In developmental disorders, we have mainly been focusing on intellectual disabilities, autism, and ADHD. We have been involved in the first publicly funded UK intervention trial of intensive Applied Behaviour Analysis intervention for pre-school children with autism, and have shown that ABA intervention leads to clinically meaningful benefits in intellectual and adaptive functioning for children, whilst placing no additional strain on family functioning. Other research in the intellectual disabilities field is focused on family adaptation and behaviour problems. In ADHD, we have focused on intervention research through parent training for pre-school children, ADHD in adults, and behavioural interventions for children. Our researchers have also studied emotion and social cognition processes in clinical disorders such as neurological problems and autism. In adult clinical disorders, work focuses on the importance of emotion in decision-making, and primarily on the role of emotion in a range of unverified belief states (from dreaming to psychosis) - focusing especially on the neurobiology of false beliefs, by studying patients with focal neurological lesions.

Finally, in research focused on older adults, we have examined the impact of developing cognitive impairment on self and relationship, leading to a model of coping and adjustment in early-stage dementia and, related to this, a biopsychosocial model of awareness and anosognosia which accounts for the complex range of factors involved in determining level of awareness among people with dementia. We have also carried out pioneering work on individualised, goal-oriented cognitive rehabilitation for people with early-stage dementia, and have been involved with several major trials of interventions with people with dementia and their caregivers that have added significantly to the available evidence-base, and will influence guidelines for the NHS on the management of dementia.

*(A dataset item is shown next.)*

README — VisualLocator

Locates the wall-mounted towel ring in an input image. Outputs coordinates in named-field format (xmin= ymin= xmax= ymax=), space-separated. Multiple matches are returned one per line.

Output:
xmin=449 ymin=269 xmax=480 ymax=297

Funding sources for clinical psychology research include the Medical Research Council (MRC), the Economic and Social Research Council (ESRC), the Welsh Office of Research & Development (WORD), the Department of Health, Unilever plc, the US-based National Institute of Mental Health (NIMH) and various charitable sources.

Health Psychology

Research within the Health Psychology group comprises two main strands, one concerned with the psychology of prevention and health promotion, the other with the psychology of illness and disability. In the prevention and health promotion strand, we have been developing a functional model of health-related behaviour, in which individuals’ behaviour is to be understood in terms of their motives/goals. This entails developing new measures of motives, identifying the major determinants (e.g., personality and self-image) of motives, and elucidating the roles that motives play in behaviour change. Much of his research focuses on physical exercise, including collaboration with exercise physiologists on how activity can be measured objectively. In the illness and disability strand our research has addressed illness-related cognition, emotion, and behaviour focusing on how differences or discrepancies in these factors amongst patient-carer dyads influence clinical and psychosocial outcomes. This work challenges and extends current, somewhat individualistic, models of illness.